The deFerran Dragon team is tech-centric from the top down nature. It is co-owned by Gil de Ferran, Steve Luczo and Jay Penske. Steve Luczo is the chairman and CEO of Seagate, a company that provides hard drives to companies such as HP and Apple. Jay Penske is a tech entrepreneur who is the CEO and Chairman of Mail.com. Gil de Ferran is a former IndyCar champion and Indianapolis 500 winner.
IndyCar racing teams travel the globe, racing everywhere from Indianapolis and Alabama, to St. Petersburg and Sao Paulo. This means the entire team and its gear have to be highly mobile.

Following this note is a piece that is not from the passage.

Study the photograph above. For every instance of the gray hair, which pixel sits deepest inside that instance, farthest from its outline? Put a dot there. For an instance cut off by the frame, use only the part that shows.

The team’s engineers use several HP EliteBook Mobile Workstations both on and off the track. While planning for races, the team’s engineers run simulations to prepare for the next race. These high-end mobile workstations are powerful enough to run complex track simulations and SolidWorks wherever travels may take them. With the latest Intel and NVIDIA technology, the Elitebooks are powerful enough to use as primary machines, freeing engineers from working with desktop PCs.
The team is pretty rough on its gear, including its EliteBooks. Each week is a mad dash to the next raceway, and ultimately the finish line. The EliteBooks are not fully ruggedized, but they are built to be much more durable than your average notebook. They’re built of tough materials, including magnesium alloy and aluminum, making their structures rigid and impact resistant. Underneath the displays aluminum shell is a magnesium honeycomb to keep the glass from shattering. The keyboard has a special coating to improve longevity. Ductwork drains liquids spilled on the keyboard to prevent permanent damage.

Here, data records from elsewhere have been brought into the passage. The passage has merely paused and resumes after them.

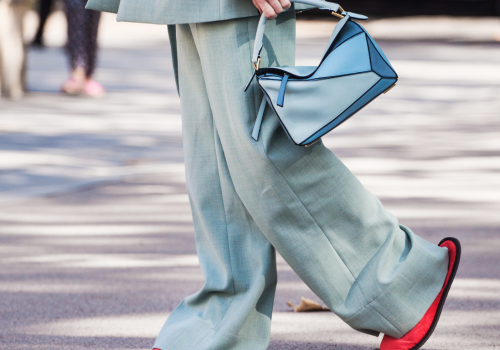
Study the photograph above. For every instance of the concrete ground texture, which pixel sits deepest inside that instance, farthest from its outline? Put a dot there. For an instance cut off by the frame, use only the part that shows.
(96, 237)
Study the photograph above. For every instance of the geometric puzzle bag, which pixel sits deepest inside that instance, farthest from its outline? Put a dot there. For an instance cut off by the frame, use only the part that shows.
(310, 101)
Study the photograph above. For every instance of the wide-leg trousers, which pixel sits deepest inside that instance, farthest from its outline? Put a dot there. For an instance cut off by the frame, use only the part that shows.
(249, 198)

We met up with Davey Hamilton earlier this year in Los Angeles, where he explained exactly how in-car telemetry is used by the team. The demo cart was outfitted with HP Envy 13s, a notebook that some of the team’s managers carry.
Unfortunately for deFerran Dragon, the #2 car was clipped from behind with just seven laps to go, going from 10th to 21st place in the blink of an eye.
Business class notebooks are clearly the right tool for the job for IndyCar teams. Several other teams, including the GoDaddy team that stars Danica Patrick, use HP mobile workstations in the pits. Other teams, such as the Verizon team led by IZOD IndyCar Series points leader Will Power, opt for Lenovo ThinkPads. Despite having millions of dollars to spend on cars, travel and crew, a couple of IndyCar teams inexplicably use low-end consumer notebooks that are more suitable for writing book reports.
HP EliteBook Mobile Workstations are available in several sizes and configurations, ranging from the compact 14″ EliteBook 8440w to the 17″ EliteBook 8740w. Those who don’t need all of the muscle found in the mobile workstations can find the same durability features in HP’s business EliteBook series. With a 12″ display, the 2540p is the most mobile model and can be purchased for less than $1,000 in its basic configuration.